Cela fait bientôt un an qu’Emmerick D. a été blessé par balle au poumon à son domicile dans la banlieue de Besançon. Le 13 juin 2023, à 6 heures du matin, des coups violents sont frappés à sa porte. Une colonne de dix hommes de la brigade de recherche et d’intervention (BRI) de Dijon, accompagnée de trois policiers bisontins, est venue interpeller un homme jugé dangereux, accusé d’une tentative de meurtre à la Kalachnikov dans le cadre d’un règlement de comptes lié au trafic de stupéfiants.
Emmerick D., âgé d’une trentaine d’années, est soupçonné de l’héberger. Lui-même est connu de la justice pour avoir été condamné à plusieurs reprises pour trafic de stupéfiants et poursuivi pour des violences conjugales.
Casqués et cagoulés, les policiers de la BRI en tête du dispositif se tiennent dans le couloir sombre conduisant à son appartement, prêts à intervenir. Ils obturent le judas de sa porte et installent un vérin pour l’ouvrir d’un coup. Mais le chien présent au domicile commence à aboyer, et réveille Emmerick D. Ce dernier, torse nu, se dirige vers la porte, regarde à l’œilleton, ne voit rien. Quand il entrouvre la porte, il reçoit une balle de pistolet quasi instantanément. Les policiers ne trouvent personne d’autre à son domicile. Emmerick D. a le poumon perforé. Opéré en urgence, il se rétablit mais garde une impotence fonctionnelle du bras gauche et souffre toujours de troubles psychologiques liés au tir.

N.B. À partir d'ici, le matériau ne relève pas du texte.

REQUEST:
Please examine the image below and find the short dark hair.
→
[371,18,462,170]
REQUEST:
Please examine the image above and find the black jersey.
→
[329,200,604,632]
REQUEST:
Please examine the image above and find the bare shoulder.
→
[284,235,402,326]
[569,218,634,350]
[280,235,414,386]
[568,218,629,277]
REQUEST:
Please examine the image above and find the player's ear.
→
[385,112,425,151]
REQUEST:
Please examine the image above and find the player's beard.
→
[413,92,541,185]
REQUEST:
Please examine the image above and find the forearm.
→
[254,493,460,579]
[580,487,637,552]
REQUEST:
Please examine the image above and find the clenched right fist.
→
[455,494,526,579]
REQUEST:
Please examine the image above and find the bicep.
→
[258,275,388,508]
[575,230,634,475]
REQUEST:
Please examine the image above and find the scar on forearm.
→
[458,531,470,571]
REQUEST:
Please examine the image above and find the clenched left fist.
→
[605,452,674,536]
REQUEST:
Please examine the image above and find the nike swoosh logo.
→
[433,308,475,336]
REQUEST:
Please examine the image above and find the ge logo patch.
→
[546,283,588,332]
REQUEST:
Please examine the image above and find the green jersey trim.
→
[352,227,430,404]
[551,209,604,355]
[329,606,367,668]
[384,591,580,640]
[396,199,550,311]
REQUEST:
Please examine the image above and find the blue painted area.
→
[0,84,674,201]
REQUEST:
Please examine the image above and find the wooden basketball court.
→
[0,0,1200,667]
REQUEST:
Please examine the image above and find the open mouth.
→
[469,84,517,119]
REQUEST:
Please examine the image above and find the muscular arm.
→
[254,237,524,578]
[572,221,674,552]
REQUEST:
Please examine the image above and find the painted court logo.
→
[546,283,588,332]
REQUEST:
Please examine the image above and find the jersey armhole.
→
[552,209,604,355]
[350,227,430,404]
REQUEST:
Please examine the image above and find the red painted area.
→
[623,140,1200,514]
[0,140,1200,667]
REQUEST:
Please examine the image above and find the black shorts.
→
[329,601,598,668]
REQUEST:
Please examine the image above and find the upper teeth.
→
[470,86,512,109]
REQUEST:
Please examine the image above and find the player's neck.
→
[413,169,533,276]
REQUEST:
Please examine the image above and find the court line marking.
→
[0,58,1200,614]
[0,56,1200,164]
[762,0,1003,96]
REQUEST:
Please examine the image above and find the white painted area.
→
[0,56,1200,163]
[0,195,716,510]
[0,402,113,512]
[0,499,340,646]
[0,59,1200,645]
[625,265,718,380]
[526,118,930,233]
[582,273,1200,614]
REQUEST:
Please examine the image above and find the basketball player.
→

Il se voit prescrire deux mois d’interruption totale de travail.
Révélée par Mediapart et Libération, l’affaire n’a pas fait grand bruit jusqu’à présent. Notamment parce que la victime, Emmerick D., que Le Monde a essayé de joindre, ne souhaite pas s’adresser à la presse. Mais son conseil, Me Christophe Bernard, décrit une intervention sans identification et un tir sans sommation.
Un seul des policiers présents sur les lieux assure que le terme « police » a été prononcé. Le tireur dit pour sa part avoir crié « Bouge pas » à Emmerick D., qui aurait esquissé un mouvement lui laissant penser qu’il allait saisir une arme. Une vidéo de 18 secondes, prise au téléphone par un des trois policiers bisontins placés en queue de colonne, atteste que le seul terme prononcé à haute voix au cours de l’intervention a été celui d’« ouverture » suivi d’une détonation quasi simultanée. Et Emmerick D. n’était pas armé.
« Une intervention délicate »
Ces faits – et la vidéo – ont été révélés au cours de l’enquête préliminaire ouverte en juin 2023 par le procureur de Besançon, Etienne Manteaux, et confiée à l’Inspection générale de la police nationale (IGPN).